The Progressive Change Campaign Committee (PCCC) has teamed with animation producer Pixel Valley Studio on a new YouTube video to encourage Web surfers to sign a petition at its NoSlowLane.com Web site, calling on the Federal Communications Commission not to create Internet fast and slow lanes.
The video, "2084 Calling," is aimed at gamers, showing a "dystopian" future in which various videogame-like characters have been relegated to the slow lane. "We're stuck here, but in your time you can still do something to change this," one of the "virtual descendants" warns. At press time there were 141,261 signatures on the online petition, according to the site, toward a goal of 150,000.

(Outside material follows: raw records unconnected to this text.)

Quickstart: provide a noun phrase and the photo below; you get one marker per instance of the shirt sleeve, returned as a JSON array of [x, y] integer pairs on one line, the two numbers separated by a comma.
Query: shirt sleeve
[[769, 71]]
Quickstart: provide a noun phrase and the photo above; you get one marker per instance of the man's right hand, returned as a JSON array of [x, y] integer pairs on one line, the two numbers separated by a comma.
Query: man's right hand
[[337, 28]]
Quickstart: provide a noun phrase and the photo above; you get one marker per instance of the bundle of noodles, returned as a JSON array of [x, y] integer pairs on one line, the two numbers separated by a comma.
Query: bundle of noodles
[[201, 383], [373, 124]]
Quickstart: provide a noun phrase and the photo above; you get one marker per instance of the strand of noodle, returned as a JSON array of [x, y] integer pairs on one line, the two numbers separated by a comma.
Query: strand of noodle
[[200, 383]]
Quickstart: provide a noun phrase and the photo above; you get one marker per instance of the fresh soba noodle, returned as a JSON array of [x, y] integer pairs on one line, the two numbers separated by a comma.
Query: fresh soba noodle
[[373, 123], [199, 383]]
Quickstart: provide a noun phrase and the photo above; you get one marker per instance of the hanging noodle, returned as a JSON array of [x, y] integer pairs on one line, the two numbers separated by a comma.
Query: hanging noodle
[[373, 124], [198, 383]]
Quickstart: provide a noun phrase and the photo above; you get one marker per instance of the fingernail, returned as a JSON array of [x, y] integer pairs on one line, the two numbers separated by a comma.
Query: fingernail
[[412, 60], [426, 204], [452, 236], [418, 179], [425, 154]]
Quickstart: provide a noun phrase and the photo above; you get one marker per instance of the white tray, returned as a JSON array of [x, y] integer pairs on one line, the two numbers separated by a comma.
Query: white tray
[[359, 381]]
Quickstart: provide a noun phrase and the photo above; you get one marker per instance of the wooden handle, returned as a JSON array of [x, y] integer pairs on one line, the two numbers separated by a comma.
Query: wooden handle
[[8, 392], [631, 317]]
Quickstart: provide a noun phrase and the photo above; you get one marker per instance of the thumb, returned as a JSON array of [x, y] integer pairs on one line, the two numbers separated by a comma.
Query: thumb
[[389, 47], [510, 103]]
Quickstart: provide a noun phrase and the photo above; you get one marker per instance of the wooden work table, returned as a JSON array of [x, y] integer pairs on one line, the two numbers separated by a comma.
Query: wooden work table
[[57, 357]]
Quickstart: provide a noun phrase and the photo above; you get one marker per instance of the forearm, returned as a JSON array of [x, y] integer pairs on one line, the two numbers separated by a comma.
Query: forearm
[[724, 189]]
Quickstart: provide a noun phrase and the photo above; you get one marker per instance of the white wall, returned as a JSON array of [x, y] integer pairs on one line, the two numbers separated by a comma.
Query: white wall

Led by Senate Commerce Committee members Marco Rubio (R-FL) and Ted Cruz (R-TX), nine Republican senators have asked the chairman and ranking member of the committee to hold a hearing on the National Telecommunications and Information Administration’s planned transition of some Internet domain name (ICANN) functions to a multistakeholder model.
That came the same day that the House agreed to amend the DOTCOM Act to a must-pass defense bill. The Act would require a Government Accountability Office study before that hand-off.
It was primarily backed by Republicans, though 17 Democrats also voted to amend to the National Defense Authorization Act. In a letter to chairman Jay Rockefeller (D-WV) and Communications Subcommittee chairman Mark Pryor (D-AS), Rubio and company shared House Republican (and some Democrat) concern over the transition, pointing to the "success of the existing bottom-up, multistakeholder approach to Internet governance."
Actually, Democrats opposed to the DOTCOM Act, say that the hand-off is in service of that goal, since it is transitioning from US oversight -- though they argue that has been primarily ceremonial -- to the multistakeholder model.
Sen Al Franken (D-MN) has asked Comcast to clarify what it means in ads suggesting the Time Warner Cable deal will be a boon to network neutrality.
Comcast is subject to network neutrality regulations through 2018 regardless of the legal status of FCC rules -- they are currently mostly invalidated but the FCC is reworking them.
In a letter to company CEO Brian Roberts, Sen Franken, who is a vocal critic of that deal, wants to know if Comcast will extend that condition beyond 2018 whether or not the FCC succeeds in reinstating them.
"Comcast has made net neutrality a central issue in its affirmative case for the Comcast-TWC deal. As such, it should explain fully its intentions with respect to net neutrality, not just for the period that runs from now until 2018," said Sen Franken.